On the third day the marlin started circling the skiff. Santiago was getting very tired. He was so tired he began to get dizzy. He needed more sleep but he had to kill the marlin first. The marlin began circling it took four or five times for it to come close enough to the boat that the old man could spear it with a harpoon. Santiago had to put all his strength into the marlin because it was such a strong fish. He pushed so had that the marlin rose high out of the water showing all his power and beauty. The marlin finally died and Santiago strapped it to the side of his skiff. But there was a problem because the marlin was bleeding from the harpoon wound that it attracted a Mako shark that bit forty pounds of meat off the marlin before Santiago could kill it with the harpoon. The marlin was bleeding even more now and more sharks were coming. When they came Santiago killed most of them by stabbing them in the brain with the harpoon, and beating them with a club, using a knife attached to one of the oars as a subsitute harpoon because the harpoon had been taken by one of the sharks, and tiller as weapons. There were to many sharks for Santiago to kill, it was useless fighting them, because the sharks had taken most of the marlin meat and there was like nothing left. Santiago arrived back in the middle of the night. He pulled his boat back in, took the mast down and put it on his shoulders, and walked but he had to stop five times before he got back home to his shack.
In the morning Manolin went down to the harbor and saw the marlin carcass.

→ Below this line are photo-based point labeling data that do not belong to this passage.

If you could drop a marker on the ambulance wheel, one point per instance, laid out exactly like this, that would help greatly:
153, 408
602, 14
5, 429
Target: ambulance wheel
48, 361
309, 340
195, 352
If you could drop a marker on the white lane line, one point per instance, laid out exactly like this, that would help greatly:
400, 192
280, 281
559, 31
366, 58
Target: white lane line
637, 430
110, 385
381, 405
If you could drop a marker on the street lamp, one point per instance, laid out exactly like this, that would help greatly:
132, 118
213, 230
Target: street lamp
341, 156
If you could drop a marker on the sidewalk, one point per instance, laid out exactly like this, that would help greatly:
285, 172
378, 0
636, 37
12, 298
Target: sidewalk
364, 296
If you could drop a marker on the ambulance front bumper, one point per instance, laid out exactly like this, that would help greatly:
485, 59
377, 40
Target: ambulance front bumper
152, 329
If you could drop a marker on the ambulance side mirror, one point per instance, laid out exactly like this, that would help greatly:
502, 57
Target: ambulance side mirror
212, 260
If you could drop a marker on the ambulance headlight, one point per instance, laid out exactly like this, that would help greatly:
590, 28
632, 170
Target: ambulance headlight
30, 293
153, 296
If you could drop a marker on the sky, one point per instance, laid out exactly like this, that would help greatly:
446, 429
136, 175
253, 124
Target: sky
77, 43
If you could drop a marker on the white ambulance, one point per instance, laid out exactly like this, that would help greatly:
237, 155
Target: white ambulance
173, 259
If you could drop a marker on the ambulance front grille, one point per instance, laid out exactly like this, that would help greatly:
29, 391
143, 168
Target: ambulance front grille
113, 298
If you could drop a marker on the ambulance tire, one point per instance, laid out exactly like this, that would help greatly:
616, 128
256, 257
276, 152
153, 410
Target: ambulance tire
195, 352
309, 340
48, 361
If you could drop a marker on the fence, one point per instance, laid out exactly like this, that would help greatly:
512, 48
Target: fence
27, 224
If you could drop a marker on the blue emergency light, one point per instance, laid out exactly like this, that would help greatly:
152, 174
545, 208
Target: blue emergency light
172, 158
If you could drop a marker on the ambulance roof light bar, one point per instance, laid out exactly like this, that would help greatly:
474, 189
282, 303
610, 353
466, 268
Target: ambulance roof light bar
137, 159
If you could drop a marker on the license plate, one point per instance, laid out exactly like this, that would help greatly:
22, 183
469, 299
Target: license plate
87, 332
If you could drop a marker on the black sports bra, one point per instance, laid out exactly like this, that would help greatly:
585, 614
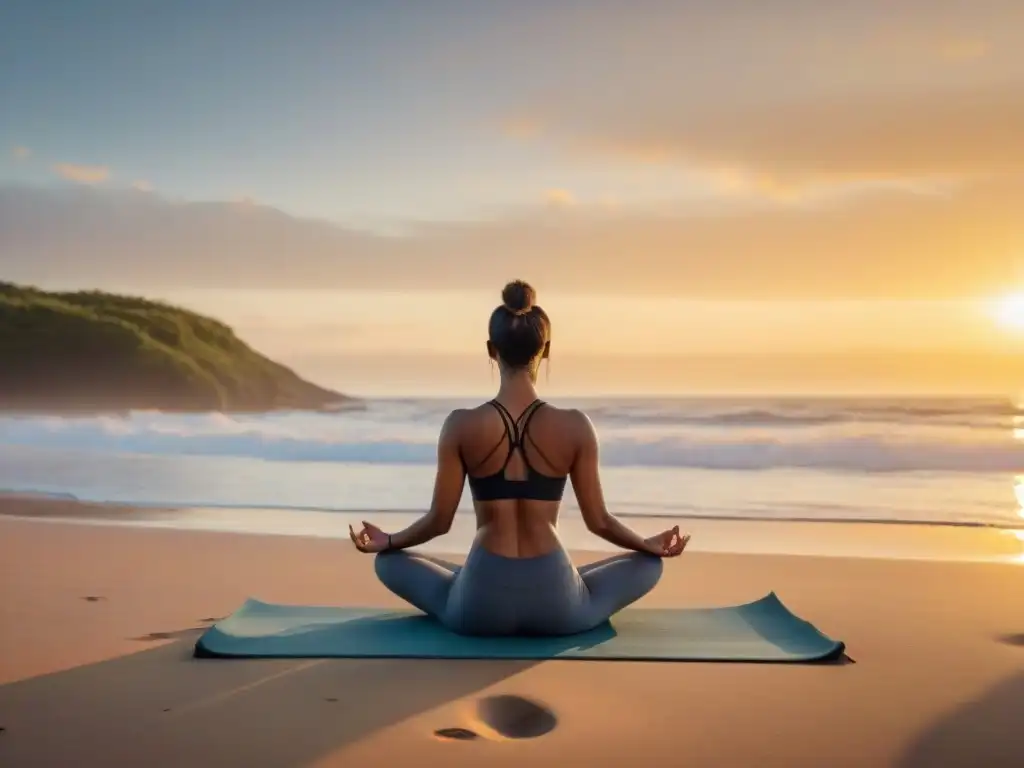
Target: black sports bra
536, 485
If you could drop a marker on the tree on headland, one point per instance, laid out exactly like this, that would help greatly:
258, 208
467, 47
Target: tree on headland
95, 350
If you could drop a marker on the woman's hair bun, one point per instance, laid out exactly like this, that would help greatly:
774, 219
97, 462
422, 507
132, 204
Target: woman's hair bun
519, 297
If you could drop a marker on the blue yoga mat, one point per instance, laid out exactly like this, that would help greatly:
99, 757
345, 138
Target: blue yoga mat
762, 631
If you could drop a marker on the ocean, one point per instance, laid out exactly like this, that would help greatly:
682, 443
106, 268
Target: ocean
949, 462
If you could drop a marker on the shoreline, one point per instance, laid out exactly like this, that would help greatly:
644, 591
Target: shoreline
96, 667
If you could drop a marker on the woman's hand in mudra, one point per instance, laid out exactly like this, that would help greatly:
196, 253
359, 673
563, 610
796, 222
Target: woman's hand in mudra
668, 544
371, 539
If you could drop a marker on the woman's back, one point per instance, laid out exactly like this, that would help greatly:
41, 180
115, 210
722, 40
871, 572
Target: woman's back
516, 454
517, 457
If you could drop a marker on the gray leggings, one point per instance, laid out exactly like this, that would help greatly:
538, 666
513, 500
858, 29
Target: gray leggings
496, 595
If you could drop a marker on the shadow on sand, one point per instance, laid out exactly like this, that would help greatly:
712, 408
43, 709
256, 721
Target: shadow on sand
983, 732
162, 707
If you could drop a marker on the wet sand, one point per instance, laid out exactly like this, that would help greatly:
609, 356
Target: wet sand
96, 628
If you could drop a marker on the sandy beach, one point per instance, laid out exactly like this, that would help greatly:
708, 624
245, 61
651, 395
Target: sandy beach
97, 625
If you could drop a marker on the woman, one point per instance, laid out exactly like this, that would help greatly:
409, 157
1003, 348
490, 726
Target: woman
516, 453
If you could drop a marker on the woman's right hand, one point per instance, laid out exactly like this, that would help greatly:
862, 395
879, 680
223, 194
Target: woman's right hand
668, 544
371, 539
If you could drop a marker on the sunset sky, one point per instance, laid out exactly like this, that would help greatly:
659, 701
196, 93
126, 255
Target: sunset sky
778, 196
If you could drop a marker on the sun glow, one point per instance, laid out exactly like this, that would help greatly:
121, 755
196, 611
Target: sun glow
1009, 311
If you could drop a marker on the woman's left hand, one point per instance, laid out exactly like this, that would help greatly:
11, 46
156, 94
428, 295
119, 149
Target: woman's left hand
371, 539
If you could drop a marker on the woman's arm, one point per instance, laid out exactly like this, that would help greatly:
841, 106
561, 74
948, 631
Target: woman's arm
449, 484
586, 478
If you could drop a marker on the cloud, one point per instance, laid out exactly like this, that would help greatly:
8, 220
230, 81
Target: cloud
884, 244
791, 146
560, 198
83, 174
522, 128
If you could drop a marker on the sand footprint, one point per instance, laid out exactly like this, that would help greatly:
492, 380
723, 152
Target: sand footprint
501, 718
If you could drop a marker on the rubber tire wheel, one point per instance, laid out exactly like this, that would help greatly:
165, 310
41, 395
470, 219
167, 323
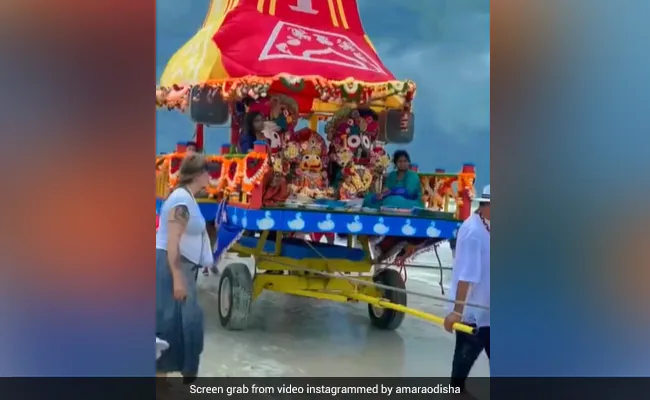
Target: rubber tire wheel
241, 295
390, 319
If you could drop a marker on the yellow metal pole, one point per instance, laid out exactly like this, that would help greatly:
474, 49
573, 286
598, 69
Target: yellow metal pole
397, 307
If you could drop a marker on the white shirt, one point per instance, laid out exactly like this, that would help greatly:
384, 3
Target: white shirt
194, 244
472, 264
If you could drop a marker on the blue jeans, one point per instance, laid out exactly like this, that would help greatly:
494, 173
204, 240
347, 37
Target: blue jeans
468, 348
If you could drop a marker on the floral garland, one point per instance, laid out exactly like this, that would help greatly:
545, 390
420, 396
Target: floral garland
166, 165
217, 185
465, 183
359, 179
337, 92
235, 180
250, 183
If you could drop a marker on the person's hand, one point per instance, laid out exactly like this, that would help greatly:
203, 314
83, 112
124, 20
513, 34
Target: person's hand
180, 291
451, 319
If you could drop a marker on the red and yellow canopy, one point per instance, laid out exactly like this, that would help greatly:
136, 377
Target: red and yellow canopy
314, 50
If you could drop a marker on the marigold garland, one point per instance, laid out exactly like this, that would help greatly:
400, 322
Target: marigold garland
234, 181
217, 184
331, 91
249, 183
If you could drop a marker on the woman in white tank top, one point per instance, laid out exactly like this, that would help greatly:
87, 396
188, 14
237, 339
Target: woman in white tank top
182, 246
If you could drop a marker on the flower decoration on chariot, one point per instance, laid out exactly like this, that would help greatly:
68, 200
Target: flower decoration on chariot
291, 150
378, 156
262, 106
311, 161
271, 132
281, 166
284, 112
344, 156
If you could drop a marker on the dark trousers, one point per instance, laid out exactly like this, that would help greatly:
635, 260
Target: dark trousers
468, 348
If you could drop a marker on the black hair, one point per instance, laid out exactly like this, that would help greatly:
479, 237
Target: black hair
249, 122
399, 154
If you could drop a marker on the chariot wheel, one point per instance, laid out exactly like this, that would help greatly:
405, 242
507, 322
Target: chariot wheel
385, 318
235, 296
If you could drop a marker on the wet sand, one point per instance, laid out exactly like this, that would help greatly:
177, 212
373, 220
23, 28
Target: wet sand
292, 336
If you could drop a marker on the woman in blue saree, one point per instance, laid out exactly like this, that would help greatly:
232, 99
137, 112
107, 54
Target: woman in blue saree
402, 188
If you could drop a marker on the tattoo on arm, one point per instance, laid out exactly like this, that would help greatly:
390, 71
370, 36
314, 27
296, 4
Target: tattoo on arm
181, 214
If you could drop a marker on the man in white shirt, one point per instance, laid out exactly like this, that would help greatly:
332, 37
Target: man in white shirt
471, 285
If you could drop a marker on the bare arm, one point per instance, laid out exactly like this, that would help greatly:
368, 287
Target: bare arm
461, 296
178, 218
468, 262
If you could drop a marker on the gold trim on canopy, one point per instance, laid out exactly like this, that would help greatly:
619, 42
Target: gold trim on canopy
198, 62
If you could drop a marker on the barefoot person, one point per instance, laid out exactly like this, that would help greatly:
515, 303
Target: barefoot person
180, 250
471, 284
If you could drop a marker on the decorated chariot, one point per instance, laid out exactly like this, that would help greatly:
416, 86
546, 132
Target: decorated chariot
302, 65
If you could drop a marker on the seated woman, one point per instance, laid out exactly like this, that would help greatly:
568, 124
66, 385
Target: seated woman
402, 188
253, 126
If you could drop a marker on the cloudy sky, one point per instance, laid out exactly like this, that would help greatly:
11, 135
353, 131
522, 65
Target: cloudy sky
443, 45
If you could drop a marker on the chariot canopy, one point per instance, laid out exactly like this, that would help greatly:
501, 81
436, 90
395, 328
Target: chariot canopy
316, 51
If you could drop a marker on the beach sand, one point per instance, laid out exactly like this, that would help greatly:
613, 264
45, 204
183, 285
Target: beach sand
291, 336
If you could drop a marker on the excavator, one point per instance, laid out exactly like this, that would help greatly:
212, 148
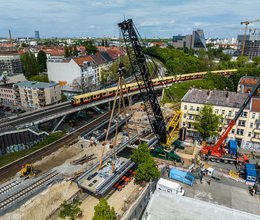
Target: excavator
165, 134
217, 152
27, 170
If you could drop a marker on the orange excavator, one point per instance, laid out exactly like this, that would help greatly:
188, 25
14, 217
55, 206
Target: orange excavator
217, 152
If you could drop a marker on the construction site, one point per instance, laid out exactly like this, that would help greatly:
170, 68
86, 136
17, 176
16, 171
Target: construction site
196, 177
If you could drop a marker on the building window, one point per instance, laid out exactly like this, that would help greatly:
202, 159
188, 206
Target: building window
240, 131
244, 114
241, 123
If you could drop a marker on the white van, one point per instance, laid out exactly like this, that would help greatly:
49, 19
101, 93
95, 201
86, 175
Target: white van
170, 187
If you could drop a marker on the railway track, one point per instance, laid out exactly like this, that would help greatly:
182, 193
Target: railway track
11, 169
8, 187
26, 190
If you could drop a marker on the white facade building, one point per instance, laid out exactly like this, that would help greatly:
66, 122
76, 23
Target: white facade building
69, 72
246, 131
34, 95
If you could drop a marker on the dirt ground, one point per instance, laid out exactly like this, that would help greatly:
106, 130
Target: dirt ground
120, 200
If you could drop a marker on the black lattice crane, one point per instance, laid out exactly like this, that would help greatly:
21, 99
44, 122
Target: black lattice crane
244, 38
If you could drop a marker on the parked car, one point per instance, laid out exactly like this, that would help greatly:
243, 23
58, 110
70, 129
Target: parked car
7, 109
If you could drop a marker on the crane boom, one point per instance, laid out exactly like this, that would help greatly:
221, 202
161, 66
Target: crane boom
233, 121
139, 66
244, 38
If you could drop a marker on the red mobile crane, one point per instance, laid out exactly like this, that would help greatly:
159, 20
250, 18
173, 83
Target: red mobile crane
217, 152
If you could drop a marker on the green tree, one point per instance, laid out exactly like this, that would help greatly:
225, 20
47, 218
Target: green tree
30, 64
42, 60
39, 78
141, 154
63, 98
66, 52
256, 60
103, 211
90, 47
70, 210
75, 51
147, 171
242, 61
207, 123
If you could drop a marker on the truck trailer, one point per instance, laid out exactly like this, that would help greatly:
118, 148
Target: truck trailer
184, 177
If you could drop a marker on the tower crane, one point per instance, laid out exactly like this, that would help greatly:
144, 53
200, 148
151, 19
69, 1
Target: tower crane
244, 38
165, 134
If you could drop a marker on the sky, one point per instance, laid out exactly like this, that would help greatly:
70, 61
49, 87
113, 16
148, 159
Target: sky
153, 18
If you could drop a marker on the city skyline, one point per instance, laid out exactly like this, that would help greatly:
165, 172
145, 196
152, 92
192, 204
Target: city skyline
154, 19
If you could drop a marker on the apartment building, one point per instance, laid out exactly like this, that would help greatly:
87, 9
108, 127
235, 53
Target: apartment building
247, 83
30, 94
195, 41
10, 63
71, 72
246, 131
7, 94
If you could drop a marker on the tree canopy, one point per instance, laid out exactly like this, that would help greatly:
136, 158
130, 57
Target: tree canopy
70, 210
103, 211
111, 74
207, 123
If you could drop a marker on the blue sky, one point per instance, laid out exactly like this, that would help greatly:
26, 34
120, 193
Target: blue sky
153, 18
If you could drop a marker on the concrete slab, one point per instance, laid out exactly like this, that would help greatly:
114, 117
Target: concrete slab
170, 206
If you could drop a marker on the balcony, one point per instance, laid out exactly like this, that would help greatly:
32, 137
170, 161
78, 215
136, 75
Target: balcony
257, 140
257, 130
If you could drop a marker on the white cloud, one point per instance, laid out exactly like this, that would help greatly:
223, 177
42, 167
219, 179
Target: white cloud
69, 18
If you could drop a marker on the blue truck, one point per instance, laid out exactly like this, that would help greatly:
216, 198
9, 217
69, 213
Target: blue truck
250, 173
184, 177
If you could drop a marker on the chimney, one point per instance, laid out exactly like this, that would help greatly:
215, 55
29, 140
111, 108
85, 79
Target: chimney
10, 36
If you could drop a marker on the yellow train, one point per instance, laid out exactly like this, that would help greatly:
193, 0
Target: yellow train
106, 93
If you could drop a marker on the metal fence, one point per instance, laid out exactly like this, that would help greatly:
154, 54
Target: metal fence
137, 211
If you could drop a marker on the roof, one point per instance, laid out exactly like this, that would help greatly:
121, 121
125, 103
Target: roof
249, 80
81, 60
39, 85
7, 86
255, 105
168, 183
98, 58
251, 169
106, 56
215, 97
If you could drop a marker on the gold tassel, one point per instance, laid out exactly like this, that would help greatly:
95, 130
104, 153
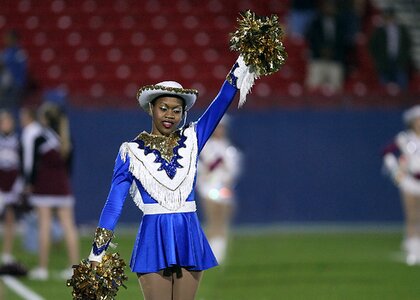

The other fishermen were out there looking at it and talking about how big it was. One fisherman had a measuring tape and measured it. It was eighteen feet long. Manolin went to Santiago’s shack and when he saw the old mans hand he began to cry. He walked down the road to the Terrace crying and he didn’t care if anyone saw him crying. A fisherman shouted to Manolin and asked him how Santiago was and Manolin said that he was still sleeping and for no one to disturb him. When he got to the Terrace he got a can of coffee for Santiago. Manolin walked up the road to the old mans shack and waited for him to wake up. When he did the old man asked if anyone looked for him and Manolin said that they had boats and coast guard planes searching for him. Manolin left again to bring food, newspapers, and medicine for Santiago’s hands. When Manolin got back the old man was sleeping again. The boy was sitting by his side watching him. The old man was dreaming about the lions.
When I first started to read the book I thought it would be a real boring one. I thought that the book was okay, but it could have had more interesting parts in it. I didn’t dislike the book but I just thought that it was a little bit boring in the beginning and in the middle of the book. I think they could have described the boy
(Manolin) a little better and maybe tell what age he was. The book would have been better if maybe there was a storm out in the ocean when the man was out at sea and what he had to go though or something like that. But over all the book was okay but I wouldn’t read it again.
I wouldn’t recommend the book for a friend to read because I think that they would feel that same way I do about it. I think that they would say that it was somewhat boring. They wouldn’t like that book and they would probably say that they dislike the book. I think that this is a book for people who like to go fishing or like to sea and would like to read a story about fishing for a big fish.